Entre pisadas ligeras sobre la hierba húmeda, va empequeñeciéndose el recuerdo de la ciudad. Hordas de grillos anuncian con sus chirridos la llegada al bosque de un apestado. Con las pantorrillas apelmazadas y sin apenas aliento busca, a ras de suelo, un lugar donde guarecerse.

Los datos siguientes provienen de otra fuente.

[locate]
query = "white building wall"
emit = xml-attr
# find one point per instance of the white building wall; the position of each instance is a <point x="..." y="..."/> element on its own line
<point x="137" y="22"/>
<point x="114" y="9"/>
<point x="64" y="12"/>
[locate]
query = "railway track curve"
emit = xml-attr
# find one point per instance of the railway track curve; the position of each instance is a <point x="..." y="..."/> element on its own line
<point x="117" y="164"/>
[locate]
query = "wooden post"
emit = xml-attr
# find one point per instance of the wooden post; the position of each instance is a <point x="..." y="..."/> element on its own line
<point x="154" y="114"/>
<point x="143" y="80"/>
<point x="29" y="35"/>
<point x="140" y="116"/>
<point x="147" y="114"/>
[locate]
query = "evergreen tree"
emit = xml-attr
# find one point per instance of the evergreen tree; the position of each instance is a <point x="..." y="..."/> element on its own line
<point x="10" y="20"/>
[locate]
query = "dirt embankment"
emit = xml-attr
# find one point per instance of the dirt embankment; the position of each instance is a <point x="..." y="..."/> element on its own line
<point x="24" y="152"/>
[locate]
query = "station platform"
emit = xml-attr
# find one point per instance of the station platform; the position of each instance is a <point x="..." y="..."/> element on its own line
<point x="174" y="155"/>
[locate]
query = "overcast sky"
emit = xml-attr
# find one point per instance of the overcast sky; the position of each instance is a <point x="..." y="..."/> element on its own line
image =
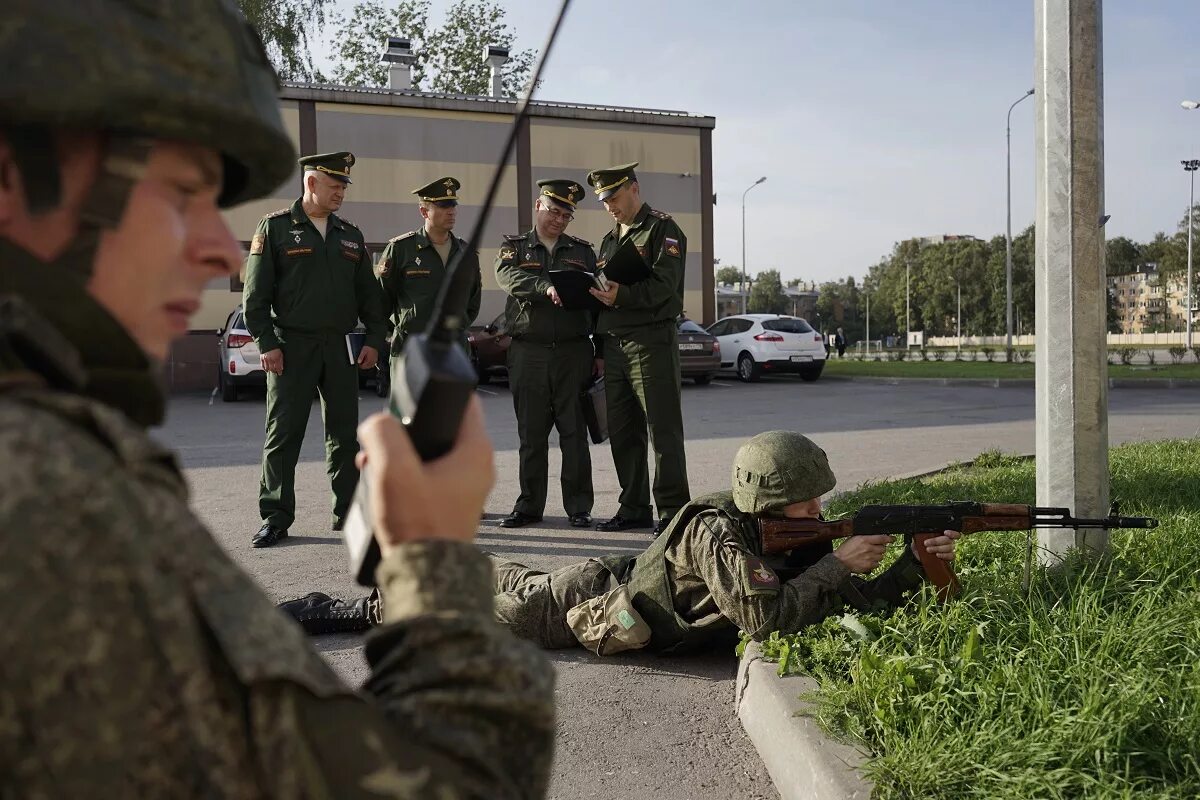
<point x="875" y="120"/>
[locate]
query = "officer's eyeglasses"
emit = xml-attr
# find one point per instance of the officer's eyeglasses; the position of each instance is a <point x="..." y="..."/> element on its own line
<point x="562" y="216"/>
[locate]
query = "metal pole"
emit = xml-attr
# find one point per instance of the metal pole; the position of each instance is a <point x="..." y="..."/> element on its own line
<point x="744" y="293"/>
<point x="1008" y="230"/>
<point x="1191" y="166"/>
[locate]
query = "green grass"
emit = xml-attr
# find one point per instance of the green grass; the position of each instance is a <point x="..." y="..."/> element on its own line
<point x="1086" y="687"/>
<point x="984" y="370"/>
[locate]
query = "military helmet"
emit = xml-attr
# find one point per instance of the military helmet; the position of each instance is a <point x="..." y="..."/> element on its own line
<point x="779" y="468"/>
<point x="184" y="70"/>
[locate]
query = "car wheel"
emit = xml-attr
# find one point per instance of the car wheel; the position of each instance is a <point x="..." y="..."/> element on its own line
<point x="228" y="389"/>
<point x="748" y="371"/>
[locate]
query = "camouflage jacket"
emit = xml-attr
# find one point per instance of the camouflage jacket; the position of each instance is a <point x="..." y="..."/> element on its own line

La luz reflejada por la luna propone sin criterio un abanico de escondites. Finalmente, en un apartado del camino, más abrupto y oscuro, descubre una cueva. Cuando se dispone a entrar, una voz lo alarma:
—¿Dónde crees que vas?
Gira la cabeza a su alrededor sin ver nada. De pronto recuerda la historia del bandolero que atemoriza a la región desde hace un tiempo y empuña la espada, asomando ligeramente el filo.
—¿Quieres luchar? —reta la voz oculta.
—¿Quién eres?
No hay respuesta y cunde la indecisión. De repente, la voz surge frente a él. La luz sólo impacta en los pies del oponente, haciendo del resto una amenaza interrogante. Antes de desenvainar, siente la frialdad del metal puntiagudo sobre su cuello.
—¿Eres el bandolero?
—Así me llaman. ¿A qué has venido?
—Huyo —dice avergonzado—. He mancillado el honor de una doncella y el padre quiere que ruede mi cabeza.
—Un enamorado. Anda, entra. Te daré comida y descanso. Mañana retomarás tu huida.
Alrededor de un fuego, que alimenta un caldero humeante, el anfitrión yace y empieza a contar su auténtico motivo: una criatura demoníaca, proveniente del inframundo, está devorando a los niños y terminando con el ganado. Asegura que el rey lo eligió, de entre una pléyade de valientes, para la empresa: “No vuelvas sin darle muerte. En agradecimiento serás nombrado caballero y obtendrás la mano de mi hija menor”.
Ante la historia, el visitante finge indiferencia por respeto y miedo.
A la mañana siguiente, se despiden intercambiándose gestos de afecto:
—¡Ojalá venzas a la bestia! —dice al futuro marido de la que hasta ayer fue su amante.